- Sire: Fastnet Rock
- Grandsire: Danehill
- Dam: Strega
- Damsire: Lake Coniston
- Sex: Gelding
- Foaled: 14 September 2007
- Country: Australia
- Colour: Bay
- Breeder: J. M. Cappellin
- Owner: Louise Hinton
- Trainer: John Moore

= Captain Sweet =

Australian-bred Thoroughbred racehorse

Captain Sweet ( 甜將 ; foaled 14 September 2007) is an Australia-bred, Hong Kong-based retired racehorse. He won five races in the 2010–2011 season. He was one of the nominees for 2010–2011 Hong Kong Horse of the Year.
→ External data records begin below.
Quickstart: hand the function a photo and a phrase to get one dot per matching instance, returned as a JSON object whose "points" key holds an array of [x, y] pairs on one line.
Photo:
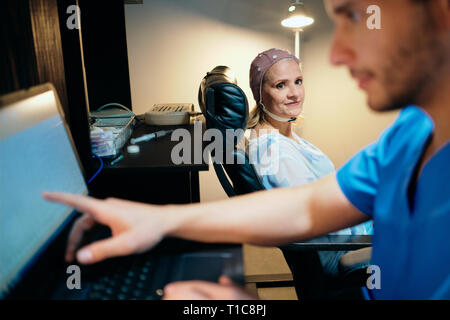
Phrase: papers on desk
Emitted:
{"points": [[107, 141]]}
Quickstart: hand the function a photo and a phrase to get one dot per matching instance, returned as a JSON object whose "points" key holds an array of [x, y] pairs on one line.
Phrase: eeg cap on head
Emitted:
{"points": [[261, 64]]}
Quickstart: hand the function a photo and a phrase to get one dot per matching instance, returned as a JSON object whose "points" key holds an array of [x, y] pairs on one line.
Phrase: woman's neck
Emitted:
{"points": [[284, 128]]}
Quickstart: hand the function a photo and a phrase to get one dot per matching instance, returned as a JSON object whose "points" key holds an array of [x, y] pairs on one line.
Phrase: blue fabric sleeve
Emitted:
{"points": [[358, 178]]}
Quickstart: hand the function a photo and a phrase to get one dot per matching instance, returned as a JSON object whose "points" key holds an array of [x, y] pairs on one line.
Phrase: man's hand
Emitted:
{"points": [[202, 290], [135, 227]]}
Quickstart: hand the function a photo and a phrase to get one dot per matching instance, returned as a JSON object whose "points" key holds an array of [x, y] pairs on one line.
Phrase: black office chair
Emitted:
{"points": [[225, 108]]}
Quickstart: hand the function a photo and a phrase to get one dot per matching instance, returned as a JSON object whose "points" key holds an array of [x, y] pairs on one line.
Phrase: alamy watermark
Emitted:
{"points": [[374, 20], [262, 149], [74, 280], [73, 21]]}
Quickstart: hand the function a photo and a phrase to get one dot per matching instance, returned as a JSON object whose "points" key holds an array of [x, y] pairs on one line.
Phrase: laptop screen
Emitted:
{"points": [[36, 154]]}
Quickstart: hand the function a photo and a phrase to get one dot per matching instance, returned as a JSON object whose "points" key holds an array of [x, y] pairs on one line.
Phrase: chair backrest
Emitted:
{"points": [[225, 108]]}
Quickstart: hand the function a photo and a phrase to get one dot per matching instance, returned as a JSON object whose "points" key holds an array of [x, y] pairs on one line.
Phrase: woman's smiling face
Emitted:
{"points": [[283, 92]]}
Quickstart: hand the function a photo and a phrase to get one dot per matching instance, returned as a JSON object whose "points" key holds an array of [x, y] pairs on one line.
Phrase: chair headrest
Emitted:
{"points": [[222, 102]]}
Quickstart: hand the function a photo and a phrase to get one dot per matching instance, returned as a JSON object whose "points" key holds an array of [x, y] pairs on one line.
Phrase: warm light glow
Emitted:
{"points": [[297, 22]]}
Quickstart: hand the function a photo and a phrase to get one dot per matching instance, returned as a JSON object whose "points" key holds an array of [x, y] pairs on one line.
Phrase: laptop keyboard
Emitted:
{"points": [[142, 278]]}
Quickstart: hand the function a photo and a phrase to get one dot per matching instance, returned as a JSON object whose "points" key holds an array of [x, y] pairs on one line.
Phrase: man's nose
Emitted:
{"points": [[341, 53]]}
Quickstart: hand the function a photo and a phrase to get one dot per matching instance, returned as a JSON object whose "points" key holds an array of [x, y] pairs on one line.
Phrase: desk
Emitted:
{"points": [[150, 175], [332, 243]]}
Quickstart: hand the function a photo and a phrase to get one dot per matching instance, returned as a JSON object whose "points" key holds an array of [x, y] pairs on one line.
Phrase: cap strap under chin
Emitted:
{"points": [[278, 118]]}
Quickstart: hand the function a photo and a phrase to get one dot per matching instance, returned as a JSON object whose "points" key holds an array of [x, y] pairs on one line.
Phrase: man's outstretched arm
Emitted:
{"points": [[263, 218]]}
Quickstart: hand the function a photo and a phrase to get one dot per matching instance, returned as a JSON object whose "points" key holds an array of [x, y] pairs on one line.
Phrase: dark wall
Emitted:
{"points": [[105, 52], [38, 47]]}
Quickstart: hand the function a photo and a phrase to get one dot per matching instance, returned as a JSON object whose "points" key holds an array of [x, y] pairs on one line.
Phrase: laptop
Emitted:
{"points": [[37, 154]]}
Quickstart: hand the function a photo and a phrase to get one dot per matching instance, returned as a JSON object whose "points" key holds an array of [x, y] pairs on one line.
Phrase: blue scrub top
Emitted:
{"points": [[411, 242]]}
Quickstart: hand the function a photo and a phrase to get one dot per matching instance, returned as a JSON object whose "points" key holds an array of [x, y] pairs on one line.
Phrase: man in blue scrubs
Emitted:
{"points": [[402, 181]]}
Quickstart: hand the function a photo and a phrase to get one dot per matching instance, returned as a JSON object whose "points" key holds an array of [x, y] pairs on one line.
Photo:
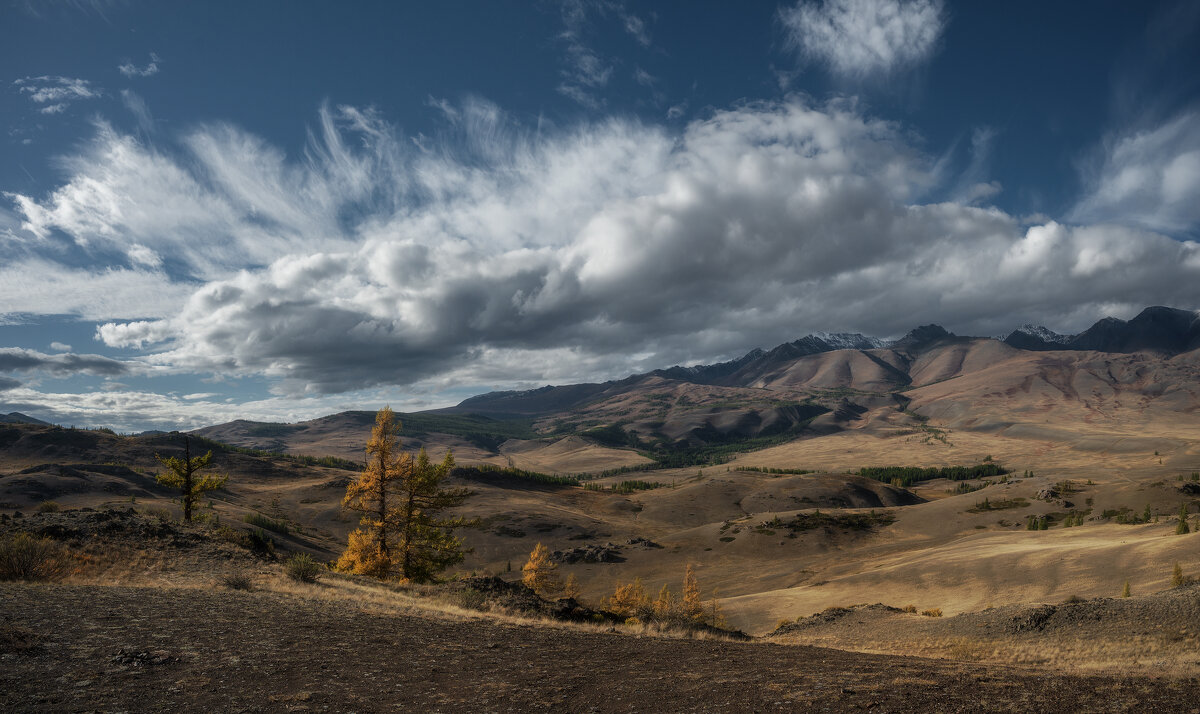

Captain Sweet was owned by Wong Chin Leung during his racing career, but has now been returned to Australia for his retirement. Sharing a paddock with two retired Melbourne Cup runners, he is now enjoying a slower pace of life.

==Background==
Captain Sweet is a bay gelding, bred in Australia by J. M. Cappellin. He was sired by Fastnet Rock, an Australian sprinter whose progeny include Foxwedge (William Reid Stakes) and Atlantic Jewel (The Thousand Guineas).

==Racing career==
Based at Sha Tin Racecourse, Captain Sweet has won seven races and over HK$5M in prize money.